System Thread Detection
Overview
Various anti-cheat vendors use several methods to detect cheats and prevent programs from modifying or tampering with the game process. This series will cover known heuristic methods being used today. Our topic will be in context with windows internals. Today this post is on detecting threads executing in Kernel memory. Lets dive in!
About Threads
First we will look at some undocumented structures used by ntoskrnl.exe
. The (Kernel) Processor Control Block (KPRCB) is a struct that holds information for each logical processor. By reading the GS
register, you can access the _ETHREAD
/ _KTHREAD
struct of the currently executing thread on the logical processor.
struct _ETHREAD
{
struct _KTHREAD Tcb; //0x0
union _LARGE_INTEGER CreateTime; //0x600
union
{
union _LARGE_INTEGER ExitTime; //0x608
struct _LIST_ENTRY KeyedWaitChain; //0x608
};
union
{
struct _LIST_ENTRY PostBlockList; //0x618
struct
{
VOID* ForwardLinkShadow; //0x618
VOID* StartAddress; //0x620
};
... (etc.)
VOID* Win32StartAddress;
}
Here we see Tcb
and Win32StartAddress
which both hold some useful information about the thread in our case. Here’s an excerpt of _KTHREAD
struct _KTHREAD
{
struct _DISPATCHER_HEADER Header; //0x0
...
VOID* InitialStack; //0x28
VOID* volatile StackLimit; //0x30
VOID* StackBase; //0x38
ULONGLONG ThreadLock; //0x40
...
VOID* KernelStack;
...
}
Due to the nature of these structures being undocumented, the offsets can vary between windows versions. Signatures can be created though to find the correct offset locations. Above, we have KernelStack
which holds a pointer to the threads’ stack. This will be used to determine if the thread is suspicious. Now we must enumerate through the threads. When using thread id’s, note that they are a multiple of 4. We also check to ensure that the thread belongs to the system process by getting the process id of the thread and comparing it to our thread’s process id.

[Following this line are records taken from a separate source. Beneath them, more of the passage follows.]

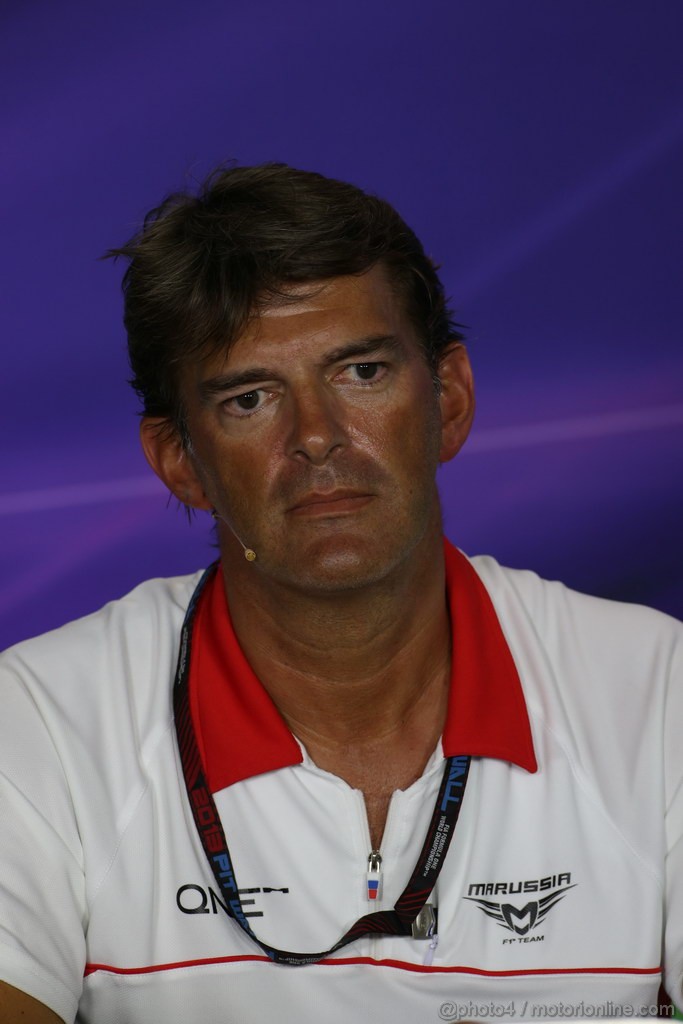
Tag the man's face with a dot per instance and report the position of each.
(316, 437)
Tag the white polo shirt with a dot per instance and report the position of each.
(565, 867)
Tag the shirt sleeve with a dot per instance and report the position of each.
(673, 750)
(42, 891)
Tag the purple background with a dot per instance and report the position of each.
(537, 148)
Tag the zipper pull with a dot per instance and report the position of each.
(374, 875)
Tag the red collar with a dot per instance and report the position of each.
(241, 733)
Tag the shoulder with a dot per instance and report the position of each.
(89, 681)
(152, 611)
(569, 623)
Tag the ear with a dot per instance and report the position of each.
(457, 399)
(171, 461)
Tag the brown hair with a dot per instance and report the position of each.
(203, 264)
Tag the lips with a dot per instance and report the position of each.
(331, 503)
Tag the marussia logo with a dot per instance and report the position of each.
(521, 920)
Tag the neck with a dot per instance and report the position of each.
(366, 669)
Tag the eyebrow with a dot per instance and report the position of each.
(256, 375)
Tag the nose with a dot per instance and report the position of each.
(316, 427)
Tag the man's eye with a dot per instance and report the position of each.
(248, 401)
(366, 371)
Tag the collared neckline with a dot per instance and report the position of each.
(241, 733)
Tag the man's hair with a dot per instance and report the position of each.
(203, 264)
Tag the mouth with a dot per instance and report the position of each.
(331, 503)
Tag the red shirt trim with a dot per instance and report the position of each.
(241, 733)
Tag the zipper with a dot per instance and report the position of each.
(374, 876)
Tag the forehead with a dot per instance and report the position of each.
(316, 316)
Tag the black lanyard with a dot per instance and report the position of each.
(432, 855)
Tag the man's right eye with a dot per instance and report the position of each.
(246, 402)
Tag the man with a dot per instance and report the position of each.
(348, 774)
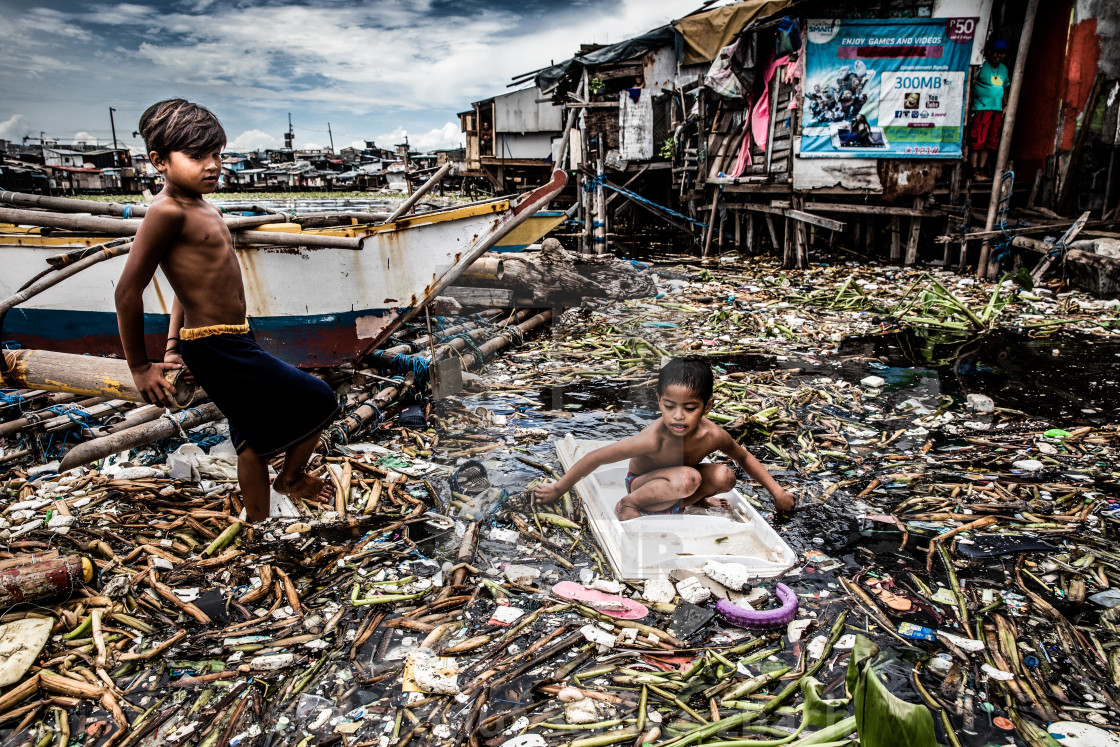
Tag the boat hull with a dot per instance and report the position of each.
(311, 307)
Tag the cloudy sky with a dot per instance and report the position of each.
(373, 69)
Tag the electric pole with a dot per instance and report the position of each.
(113, 125)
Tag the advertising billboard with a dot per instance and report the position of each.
(886, 87)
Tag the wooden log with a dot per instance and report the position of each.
(420, 192)
(497, 343)
(82, 374)
(112, 226)
(71, 205)
(554, 276)
(487, 268)
(1097, 273)
(99, 448)
(43, 579)
(20, 692)
(466, 552)
(467, 296)
(364, 414)
(914, 235)
(15, 426)
(896, 246)
(286, 239)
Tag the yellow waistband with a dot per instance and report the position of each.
(196, 333)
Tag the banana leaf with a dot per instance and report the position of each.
(821, 711)
(880, 717)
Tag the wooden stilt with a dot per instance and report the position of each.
(711, 223)
(786, 243)
(1005, 141)
(896, 246)
(914, 235)
(773, 230)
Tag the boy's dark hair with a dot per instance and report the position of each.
(691, 373)
(178, 124)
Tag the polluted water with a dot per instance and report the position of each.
(955, 575)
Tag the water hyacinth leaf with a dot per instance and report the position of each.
(1023, 278)
(880, 716)
(822, 711)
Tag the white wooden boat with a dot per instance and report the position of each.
(652, 547)
(308, 306)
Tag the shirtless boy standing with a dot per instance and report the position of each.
(186, 236)
(665, 472)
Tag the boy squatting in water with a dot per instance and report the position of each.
(665, 472)
(187, 237)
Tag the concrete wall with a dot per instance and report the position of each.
(537, 145)
(519, 112)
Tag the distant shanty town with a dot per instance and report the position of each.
(78, 167)
(763, 121)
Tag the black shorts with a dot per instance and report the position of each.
(271, 405)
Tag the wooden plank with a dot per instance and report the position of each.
(865, 209)
(794, 214)
(497, 297)
(815, 220)
(896, 248)
(914, 235)
(1048, 227)
(762, 184)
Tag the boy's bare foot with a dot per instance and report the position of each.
(307, 488)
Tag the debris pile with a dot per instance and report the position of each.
(957, 576)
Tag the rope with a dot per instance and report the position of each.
(404, 363)
(514, 335)
(999, 248)
(76, 414)
(472, 345)
(597, 181)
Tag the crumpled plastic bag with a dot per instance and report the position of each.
(721, 77)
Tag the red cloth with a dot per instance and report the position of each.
(985, 129)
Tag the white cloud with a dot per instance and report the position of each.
(442, 138)
(15, 129)
(365, 67)
(253, 140)
(450, 59)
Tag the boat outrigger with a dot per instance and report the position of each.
(314, 299)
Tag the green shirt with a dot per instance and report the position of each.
(988, 90)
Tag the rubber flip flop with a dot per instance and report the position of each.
(896, 603)
(608, 604)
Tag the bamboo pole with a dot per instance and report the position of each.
(81, 374)
(106, 252)
(421, 190)
(497, 343)
(132, 438)
(1005, 139)
(71, 205)
(112, 226)
(287, 239)
(355, 421)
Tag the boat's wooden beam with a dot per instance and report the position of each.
(794, 215)
(285, 239)
(112, 226)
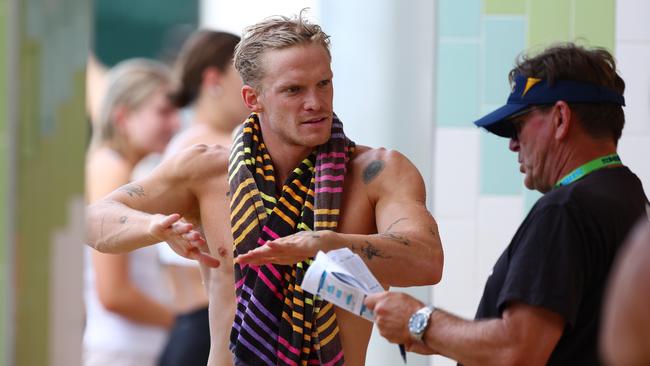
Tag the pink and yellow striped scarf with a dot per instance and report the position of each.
(276, 323)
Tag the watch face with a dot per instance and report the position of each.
(418, 322)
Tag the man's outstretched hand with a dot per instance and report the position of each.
(182, 238)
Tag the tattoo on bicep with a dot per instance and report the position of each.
(369, 250)
(394, 223)
(133, 190)
(434, 232)
(372, 170)
(396, 237)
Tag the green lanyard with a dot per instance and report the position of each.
(591, 166)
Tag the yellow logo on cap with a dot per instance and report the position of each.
(530, 82)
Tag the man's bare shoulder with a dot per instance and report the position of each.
(384, 171)
(198, 161)
(373, 163)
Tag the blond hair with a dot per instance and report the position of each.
(274, 33)
(130, 84)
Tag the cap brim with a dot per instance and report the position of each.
(497, 121)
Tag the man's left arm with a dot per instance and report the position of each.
(406, 251)
(524, 334)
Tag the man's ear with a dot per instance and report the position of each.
(562, 120)
(251, 99)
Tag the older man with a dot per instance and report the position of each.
(542, 302)
(292, 185)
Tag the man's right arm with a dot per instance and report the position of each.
(150, 210)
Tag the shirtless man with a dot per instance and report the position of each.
(285, 66)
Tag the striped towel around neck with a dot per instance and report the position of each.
(276, 323)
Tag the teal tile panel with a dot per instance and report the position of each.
(457, 95)
(499, 171)
(459, 18)
(494, 7)
(505, 38)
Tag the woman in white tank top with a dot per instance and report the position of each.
(126, 295)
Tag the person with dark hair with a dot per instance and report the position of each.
(292, 184)
(543, 300)
(206, 81)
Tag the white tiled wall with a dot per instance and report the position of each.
(456, 178)
(633, 56)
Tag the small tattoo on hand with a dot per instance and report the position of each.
(133, 190)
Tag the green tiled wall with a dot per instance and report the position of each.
(595, 22)
(4, 176)
(549, 21)
(505, 29)
(499, 168)
(457, 90)
(53, 47)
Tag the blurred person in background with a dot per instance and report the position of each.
(625, 339)
(206, 81)
(127, 319)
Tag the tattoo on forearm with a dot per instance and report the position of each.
(311, 234)
(372, 170)
(369, 250)
(394, 223)
(396, 237)
(133, 190)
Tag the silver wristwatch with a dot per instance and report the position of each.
(419, 322)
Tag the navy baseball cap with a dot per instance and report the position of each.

// current process is the system process
thisEPROC = pPsGetCurrentProcess();
for (size_t currentThreadId = 4; currentThreadId < 0x5000; currentThreadId += 4)
{
status = pPsLookupThreadByThreadId((HANDLE)currentThreadId, &threadObject);
processObject = pIoThreadToProcess(threadObject);
processID = pPsGetProcessId(processObject);
if (processID == systemProcId)
// do checks...
}
We shouldn’t try to copy a thread’s stack while it’s executing as the stack will constantly be changing. The thread needs to be in a Waiting
state. To do this safely, we first acquire a lock to the thread. This means that as we enumerate the threads, we have to skip stack examination of threads that are not Waiting.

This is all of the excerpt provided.